Don’t worry if Rose (and later Heidi, yes I know, spoiler alert you’re going to have 2 tiny people to take care of in a few years) is crying in the other room. Leave them somewhere safe and take time to check in with yourself. Maybe have a quick cry, maybe a little scream of frustration, then take some deep breaths to refuel before heading back into the fray. It’s best for all concerned sometimes.
Top tip number 2: lets get ready to rummage! You are now an innovator, an improviser, a cobbling stuff together at the drop of a hat type! There’s a day in the not too distant future when you’re going to be en route to meet the NCT girls and your boobs are going to start leaking because Rose is crying. When you park, you’ll look down and see 2 massive wet patches which have come through both your tshirt and sweater. You will cry because you desperately want to see the girls but you should probably just feed Rose in the car and then drive home.
In the first of many “that’ll do” incidents, you turn the changing bag and the car upside down looking for a solution. You will decide to wrap a long scarf, you find in the boot, around your neck to hang down and cover the offending patches. Good save, well done, go get your coffee and treat yourself to cake for your quick thinking.
Top tip 3: you DO have instincts. You will try to learn the different types of cry (hungry, tired, full nappy, wanting a cuddle, special emergency cry reserved for when in public and mum appears to be ignoring you as she orders herself a coffee because she’s a selfish cow) and sometimes nothing will settle Rose/Heidi and you’ll tell yourself you’re a failure. You’re not. Sometimes babies just have a lot going on in their little brains and they’re a bit aggy. You’re going great.
Top tip 4: let those instincts shout louder than every Tina, Debbie and Janet on the internet. You will read countless books and mumsnet posts about establishing routines and sleep training, about dummies and bottle feeding. When the time comes, you will fret about the best weaning technique, about whether your baby is hitting developmental milestones, and whether you and Nick should be having sex again yet. There are so many sources of information out there, but remember, no-one else knows your baby and marriage like you do. Do what you think is right & sod what everyone else is doing. You’ve never been one to follow the herd, why start now? If one way doesn’t work, try something else. Simples.

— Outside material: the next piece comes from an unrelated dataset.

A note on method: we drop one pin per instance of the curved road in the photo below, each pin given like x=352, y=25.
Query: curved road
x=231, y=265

Top tip 5: accept help. remember Nick? He did so well during labour didn’t he? Super supportive and an excellent back rubber. He’s going to do so well at this parenting business. Let him help you. You are the mummy, the milk machine, the one who normally wakes up in the middle of the night whilst he’s snoring his head off and you will resent him for getting to escape and go to work sometimes. You will think it’s all down to you, but seriously, let him give Rose a bottle sometimes. Let him soothe her. Let him take care of bath time and laundry and cooking and share the discussions about best techniques for this, that and the other. He is a more valuable resource than the internet and loves you and the girls fiercely.

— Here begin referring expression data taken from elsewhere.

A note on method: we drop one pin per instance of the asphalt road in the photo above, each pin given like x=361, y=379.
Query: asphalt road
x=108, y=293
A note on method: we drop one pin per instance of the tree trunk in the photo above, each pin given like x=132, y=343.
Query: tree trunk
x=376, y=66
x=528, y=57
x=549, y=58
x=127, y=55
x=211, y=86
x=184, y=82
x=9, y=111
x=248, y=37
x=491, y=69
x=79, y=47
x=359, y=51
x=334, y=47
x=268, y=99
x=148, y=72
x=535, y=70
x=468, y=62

I have so much more I could tell you, but I know you’re not really listening, you’re just staring at that little ball of perfection lying next to you with awe, wonderment and overwhelming love written all over your knackered face.

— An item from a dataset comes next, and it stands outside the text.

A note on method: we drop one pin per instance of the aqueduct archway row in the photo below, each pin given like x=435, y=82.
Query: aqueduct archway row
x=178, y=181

I’m not going to sugar coat this. There are some pretty rough times coming up. Motherhood isn’t all smooth sailing, it’s hard, like really hard, it’s draining in all sorts of ways. But it is also phenomenal. It’s going to shape you in ways you can’t yet imagine and teach you the true meaning of love, kindness and patience.
Children weren’t always part of your life plan but you’re soon going to feel like being a stay at home mum the vocation you’ve been searching for this whole time.
Be kind to yourself, you got this,
2020 Fay x
Ps Second time round the labour was MUCH faster. You only arrived at the hospital for an hour before Heidi did.
Pps The NCT girls didn’t notice your milk patches, nor did anyone else at Costa. Or if they did they were more embarrassed than you and didn’t mention them.